[BIP Draft] Segregated Data: a prunable, script-isolated block region for data carriage

Dear all,

I’ve drafted companion BIPs for Segregated Data (SegData), a soft-fork block region for arbitrary data (data without an intent to transfer value). SegData entries are committed in-block through a separate Merkle root and validated at the tip by every node. Beyond the standard retention window a node may prune them individually or in bulk, so the storage cost falls on the operators who choose to keep the data rather than on everyone.

This is not an effort to promote data carriage, rather to give it a designed structural home. OP_RETURN mitigated UTXO bloat by drawing data out of fake outputs, but its bytes are still synced in full and stored permanently by every node. SegData offers to carry the same data in a prunable region at the witness discount, so a carrier has sensible reasons to migrate. The OP_RETURN precedent shows the approach works in principle. Altering the existing vectors is deliberately out of scope.

Design. It follows BIP-141 patterns. The commitment is a coinbase output over a separate Merkle root, blocks gain a base and an extended serialisation, the weight formula is extended, and reference outputs are witness v2, value-zero, unspendable, and excluded from the UTXO set. No new sighash is needed.

Two specific properties carry most of the weight:

  • Script isolation. No opcode may read an entry’s contents, now or in any future opcode. That is what keeps entries prunable, since consensus never needs to read them again, and what stops an entry gating a spend.

  • Depth-scoped validation. Within the retention window every node enforces all rules. Beyond it a node may validate from the base serialisation and skip the region, so sync never depends on voluntary retention. The region’s byte length is committed, so even a node that skips it still checks the block weight.

Who migrates:

  • Can. Data interpreted off-chain by indexers, such as application-layer assets, timestamping, and attestations. SegData carries the bytes, and a reference output binds them to the transaction. Current carriage is overwhelmingly in this category.

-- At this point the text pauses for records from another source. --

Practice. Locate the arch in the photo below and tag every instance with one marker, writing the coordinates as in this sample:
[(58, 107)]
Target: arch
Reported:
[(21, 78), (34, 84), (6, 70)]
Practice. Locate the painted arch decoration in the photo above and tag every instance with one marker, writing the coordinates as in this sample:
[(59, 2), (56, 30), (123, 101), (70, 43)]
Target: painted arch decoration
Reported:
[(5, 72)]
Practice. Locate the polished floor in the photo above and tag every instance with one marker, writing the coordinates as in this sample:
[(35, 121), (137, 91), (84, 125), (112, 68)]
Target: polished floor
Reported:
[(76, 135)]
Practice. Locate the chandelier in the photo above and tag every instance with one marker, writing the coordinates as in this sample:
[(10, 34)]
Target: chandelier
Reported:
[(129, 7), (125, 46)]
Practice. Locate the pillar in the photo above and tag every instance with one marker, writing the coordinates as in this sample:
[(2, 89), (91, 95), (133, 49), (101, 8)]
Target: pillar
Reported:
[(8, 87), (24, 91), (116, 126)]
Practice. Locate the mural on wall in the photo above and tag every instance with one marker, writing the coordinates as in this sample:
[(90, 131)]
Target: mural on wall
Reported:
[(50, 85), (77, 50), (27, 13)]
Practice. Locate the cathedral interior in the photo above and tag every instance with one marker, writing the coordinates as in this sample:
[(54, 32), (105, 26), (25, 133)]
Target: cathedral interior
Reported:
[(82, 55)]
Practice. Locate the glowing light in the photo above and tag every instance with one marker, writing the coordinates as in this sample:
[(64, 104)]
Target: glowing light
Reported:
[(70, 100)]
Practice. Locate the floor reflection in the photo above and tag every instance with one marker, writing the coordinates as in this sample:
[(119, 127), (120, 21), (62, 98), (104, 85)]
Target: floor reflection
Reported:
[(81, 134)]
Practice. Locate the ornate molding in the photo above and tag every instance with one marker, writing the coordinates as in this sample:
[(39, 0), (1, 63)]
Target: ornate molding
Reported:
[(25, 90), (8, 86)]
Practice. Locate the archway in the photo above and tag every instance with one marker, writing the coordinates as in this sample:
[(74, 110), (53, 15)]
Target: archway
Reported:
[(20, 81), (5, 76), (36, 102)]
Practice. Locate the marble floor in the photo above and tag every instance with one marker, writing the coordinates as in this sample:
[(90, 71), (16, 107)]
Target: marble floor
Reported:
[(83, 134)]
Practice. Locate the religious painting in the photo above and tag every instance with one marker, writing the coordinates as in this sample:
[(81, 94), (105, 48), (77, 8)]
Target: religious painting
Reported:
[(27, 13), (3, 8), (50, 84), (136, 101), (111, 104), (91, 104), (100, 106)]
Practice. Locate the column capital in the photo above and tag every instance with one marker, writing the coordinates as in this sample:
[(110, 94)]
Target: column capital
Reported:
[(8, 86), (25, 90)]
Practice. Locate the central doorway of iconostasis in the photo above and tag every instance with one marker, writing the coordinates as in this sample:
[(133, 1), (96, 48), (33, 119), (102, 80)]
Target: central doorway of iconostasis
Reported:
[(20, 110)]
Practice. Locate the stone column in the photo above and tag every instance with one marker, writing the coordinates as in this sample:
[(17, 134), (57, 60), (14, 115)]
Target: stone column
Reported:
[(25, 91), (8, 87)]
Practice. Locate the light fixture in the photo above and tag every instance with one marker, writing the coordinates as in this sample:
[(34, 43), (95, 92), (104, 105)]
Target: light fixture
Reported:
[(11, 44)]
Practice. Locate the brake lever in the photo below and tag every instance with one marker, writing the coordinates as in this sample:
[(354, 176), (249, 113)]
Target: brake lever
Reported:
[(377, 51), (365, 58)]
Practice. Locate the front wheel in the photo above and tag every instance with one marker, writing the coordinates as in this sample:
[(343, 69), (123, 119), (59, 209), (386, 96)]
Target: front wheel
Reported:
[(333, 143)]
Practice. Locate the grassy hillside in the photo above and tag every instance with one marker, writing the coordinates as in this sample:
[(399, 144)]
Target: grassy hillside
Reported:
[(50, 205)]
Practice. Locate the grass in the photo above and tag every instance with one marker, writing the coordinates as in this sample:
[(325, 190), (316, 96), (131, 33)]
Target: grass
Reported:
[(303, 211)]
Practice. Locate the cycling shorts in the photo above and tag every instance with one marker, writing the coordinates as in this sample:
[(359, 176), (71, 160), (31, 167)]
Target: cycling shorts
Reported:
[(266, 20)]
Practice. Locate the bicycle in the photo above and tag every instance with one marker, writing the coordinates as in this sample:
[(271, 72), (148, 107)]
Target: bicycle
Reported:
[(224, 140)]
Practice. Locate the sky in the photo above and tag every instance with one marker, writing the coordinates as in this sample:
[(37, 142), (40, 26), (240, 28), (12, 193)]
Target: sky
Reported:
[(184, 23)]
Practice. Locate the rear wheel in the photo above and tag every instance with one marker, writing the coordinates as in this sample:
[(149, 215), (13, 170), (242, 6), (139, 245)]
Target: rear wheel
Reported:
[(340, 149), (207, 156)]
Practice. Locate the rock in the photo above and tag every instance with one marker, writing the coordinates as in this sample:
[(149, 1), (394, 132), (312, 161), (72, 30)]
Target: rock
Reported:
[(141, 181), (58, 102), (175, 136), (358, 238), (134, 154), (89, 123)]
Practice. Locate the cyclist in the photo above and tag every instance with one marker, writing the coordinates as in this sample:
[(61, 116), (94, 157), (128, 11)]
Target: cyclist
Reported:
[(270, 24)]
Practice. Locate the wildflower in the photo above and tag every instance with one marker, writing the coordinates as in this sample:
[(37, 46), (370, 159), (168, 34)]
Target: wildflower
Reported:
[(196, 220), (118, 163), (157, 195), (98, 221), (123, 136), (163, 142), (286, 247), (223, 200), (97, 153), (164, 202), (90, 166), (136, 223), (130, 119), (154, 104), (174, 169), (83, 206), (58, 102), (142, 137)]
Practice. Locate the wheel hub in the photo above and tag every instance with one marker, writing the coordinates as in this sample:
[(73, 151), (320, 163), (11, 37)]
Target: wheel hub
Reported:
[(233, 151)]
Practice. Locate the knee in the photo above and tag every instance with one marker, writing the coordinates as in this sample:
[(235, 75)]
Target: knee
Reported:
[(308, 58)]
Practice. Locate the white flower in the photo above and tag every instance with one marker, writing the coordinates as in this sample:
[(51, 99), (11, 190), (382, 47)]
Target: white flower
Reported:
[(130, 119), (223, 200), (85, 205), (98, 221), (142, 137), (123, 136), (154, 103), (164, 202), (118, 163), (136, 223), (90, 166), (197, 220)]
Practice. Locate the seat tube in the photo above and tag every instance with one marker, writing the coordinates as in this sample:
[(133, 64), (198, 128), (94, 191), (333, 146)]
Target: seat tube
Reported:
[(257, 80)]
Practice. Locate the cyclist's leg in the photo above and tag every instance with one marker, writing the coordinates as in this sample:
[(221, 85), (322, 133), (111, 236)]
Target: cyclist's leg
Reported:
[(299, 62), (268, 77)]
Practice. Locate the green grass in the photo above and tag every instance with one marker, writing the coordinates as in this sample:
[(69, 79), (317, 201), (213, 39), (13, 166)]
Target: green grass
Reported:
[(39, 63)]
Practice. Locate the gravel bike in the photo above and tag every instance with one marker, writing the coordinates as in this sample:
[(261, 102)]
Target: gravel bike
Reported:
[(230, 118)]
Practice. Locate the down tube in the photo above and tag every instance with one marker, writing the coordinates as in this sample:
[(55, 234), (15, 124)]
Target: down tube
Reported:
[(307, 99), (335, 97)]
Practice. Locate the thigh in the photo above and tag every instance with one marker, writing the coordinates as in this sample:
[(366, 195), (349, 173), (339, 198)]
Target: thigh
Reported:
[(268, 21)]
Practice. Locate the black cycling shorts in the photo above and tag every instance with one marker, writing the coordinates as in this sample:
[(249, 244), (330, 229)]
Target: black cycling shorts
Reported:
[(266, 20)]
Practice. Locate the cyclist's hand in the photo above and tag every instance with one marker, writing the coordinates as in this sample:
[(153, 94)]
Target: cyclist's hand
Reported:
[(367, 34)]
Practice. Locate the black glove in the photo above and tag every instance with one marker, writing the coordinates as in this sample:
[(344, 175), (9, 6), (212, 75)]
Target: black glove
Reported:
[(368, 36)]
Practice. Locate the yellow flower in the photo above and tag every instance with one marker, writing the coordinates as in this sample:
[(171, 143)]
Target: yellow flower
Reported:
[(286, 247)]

  • Cannot. Data a script must evaluate at spend time, such as covenant-style constructs. Script isolation forbids opcode access, and the price is the same, so nothing pulls it across.

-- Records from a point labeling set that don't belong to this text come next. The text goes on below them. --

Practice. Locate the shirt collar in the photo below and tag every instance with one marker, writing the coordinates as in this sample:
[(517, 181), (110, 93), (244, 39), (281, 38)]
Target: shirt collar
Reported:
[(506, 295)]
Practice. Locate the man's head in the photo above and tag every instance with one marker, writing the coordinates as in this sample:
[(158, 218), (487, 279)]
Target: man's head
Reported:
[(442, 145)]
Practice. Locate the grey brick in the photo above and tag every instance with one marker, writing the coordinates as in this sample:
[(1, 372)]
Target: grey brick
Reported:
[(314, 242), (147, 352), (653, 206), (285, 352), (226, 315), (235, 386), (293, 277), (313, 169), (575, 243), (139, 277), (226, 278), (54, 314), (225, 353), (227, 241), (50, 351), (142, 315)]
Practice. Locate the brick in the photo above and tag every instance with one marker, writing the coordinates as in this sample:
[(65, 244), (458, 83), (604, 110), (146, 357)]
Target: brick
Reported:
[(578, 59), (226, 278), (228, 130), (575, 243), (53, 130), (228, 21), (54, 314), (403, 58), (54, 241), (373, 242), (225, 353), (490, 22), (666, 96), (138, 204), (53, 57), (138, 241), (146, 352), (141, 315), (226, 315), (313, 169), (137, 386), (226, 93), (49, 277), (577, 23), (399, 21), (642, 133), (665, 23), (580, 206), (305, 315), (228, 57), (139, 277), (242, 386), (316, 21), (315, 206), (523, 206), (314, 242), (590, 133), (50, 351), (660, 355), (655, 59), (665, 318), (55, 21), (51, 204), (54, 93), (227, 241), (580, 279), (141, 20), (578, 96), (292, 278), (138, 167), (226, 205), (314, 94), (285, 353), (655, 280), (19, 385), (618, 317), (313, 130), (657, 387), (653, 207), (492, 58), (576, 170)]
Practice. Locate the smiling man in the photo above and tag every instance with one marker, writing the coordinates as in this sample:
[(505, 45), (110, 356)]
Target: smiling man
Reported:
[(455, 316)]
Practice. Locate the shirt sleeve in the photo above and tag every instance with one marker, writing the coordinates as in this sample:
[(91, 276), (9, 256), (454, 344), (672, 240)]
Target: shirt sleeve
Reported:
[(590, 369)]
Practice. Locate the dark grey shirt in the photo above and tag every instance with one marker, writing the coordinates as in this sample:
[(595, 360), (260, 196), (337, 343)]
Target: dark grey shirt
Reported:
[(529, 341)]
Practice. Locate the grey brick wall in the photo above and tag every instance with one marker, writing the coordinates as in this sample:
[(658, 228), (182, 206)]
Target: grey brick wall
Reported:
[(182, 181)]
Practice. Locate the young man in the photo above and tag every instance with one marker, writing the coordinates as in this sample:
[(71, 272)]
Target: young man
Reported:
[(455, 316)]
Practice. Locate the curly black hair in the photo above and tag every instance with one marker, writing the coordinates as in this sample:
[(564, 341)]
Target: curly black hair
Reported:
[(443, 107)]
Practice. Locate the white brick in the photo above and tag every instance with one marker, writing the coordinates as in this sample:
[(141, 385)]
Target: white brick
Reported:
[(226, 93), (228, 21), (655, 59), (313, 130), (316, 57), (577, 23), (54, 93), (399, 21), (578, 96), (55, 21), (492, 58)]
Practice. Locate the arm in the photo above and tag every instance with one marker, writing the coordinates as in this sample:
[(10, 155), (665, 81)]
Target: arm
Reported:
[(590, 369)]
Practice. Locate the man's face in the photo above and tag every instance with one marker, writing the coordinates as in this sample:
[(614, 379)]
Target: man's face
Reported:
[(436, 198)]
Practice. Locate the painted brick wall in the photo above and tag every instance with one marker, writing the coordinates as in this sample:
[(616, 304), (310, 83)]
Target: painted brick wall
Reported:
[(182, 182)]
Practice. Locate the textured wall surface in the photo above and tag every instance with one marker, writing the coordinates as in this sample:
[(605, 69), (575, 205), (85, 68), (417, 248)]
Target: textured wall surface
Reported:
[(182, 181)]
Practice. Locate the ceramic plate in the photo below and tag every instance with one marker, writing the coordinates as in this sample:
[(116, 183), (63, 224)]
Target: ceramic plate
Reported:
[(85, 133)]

  • Unknown until measured. Whatever stays on the existing vectors once an affordable consensual alternative exists. Its size is not knowable in advance, and making it observable is part of what SegData offers.

Open questions I would value feedback on:

  • Witness version and length slot. v2 with a 36-byte program, marker- and length-disjoint from BIP-360 P2MR. Share v2 or take a dedicated version? This is allocation and coordination, not correctness.

  • Per-reference entry length. Committing it would make per-transaction weight and feerate computable without holding the entries. The block-level region length is already committed. Is the larger reference worth it?

  • Scope boundary. Restriction of existing vectors is left to future BIPs. Is that the right line?

  • Coverage-tier granularity (peer services). Finer tiers help a node find a peer that retained a range, but shrink the anonymity set that protects retention depth from fingerprinting.

Consensus BIP: bips/bip-segdata.md at 4eeeb0afbb9d256d264225801e635d2df1cc875f · MrHash/bips · GitHub

Peer-services BIP: bips/bip-segdata-peer-services.md at 4eeeb0afbb9d256d264225801e635d2df1cc875f · MrHash/bips · GitHub

Also announced on bitcoin-dev ML, but not passed moderation yet.

Happy to take detailed discussion here. I’m sure there will be many more questions, i hope the rationale section covers most of the obvious questions.

Hash

X: @hashamadeus

Nostr: npub1tjfwajj3cfy25ujx02c7q3e7pzc27jasxakk9v0lsrkrewahpkesee5a0v

I don’t understand the goal here. Since you give it consensus meaning, any full node would have to process the new data structure and use up resources. After processing the data, the node would not have to keep it around, but this saves storage (the least expensive resource) at the expense of other more expensive resources.

Alternatively, you could simply have the commitment but not give it consensus meaning through a soft fork. Essentially commit a Merkle root in an OP_RETURN. This is already possible, and done, today.

Hi Antoine,

Addressing the point about resources, SegData is designed to move data that would otherwise be in OP_RETURN, witness stuffed, etc. With the segregation, aside from the absolutely necessary tip validation, the segdata is not required either by IBD or storage, and validation is skipped, so node resources are potentially saved in multiple dimensions.

Addressing the other point, as you say anyone can timestamp, so this doesn’t change that in principle. However we can’t force people keep their data off-chain so this covers the case where people insist on putting it on chain, which is what is happening in the wild, but instead of OP_RETURN, creating a structural semantically deliberate region with intent which supports consensual retention.

I hope that answers the initial question. Please continue to press if there’s something i’m missing.

Why would bitcoin noderunners want to store nonmonetary data for free?

I’m not sure I understand your question. SegData gives node operators the choice not to store data. Existing vectors offer no such choice.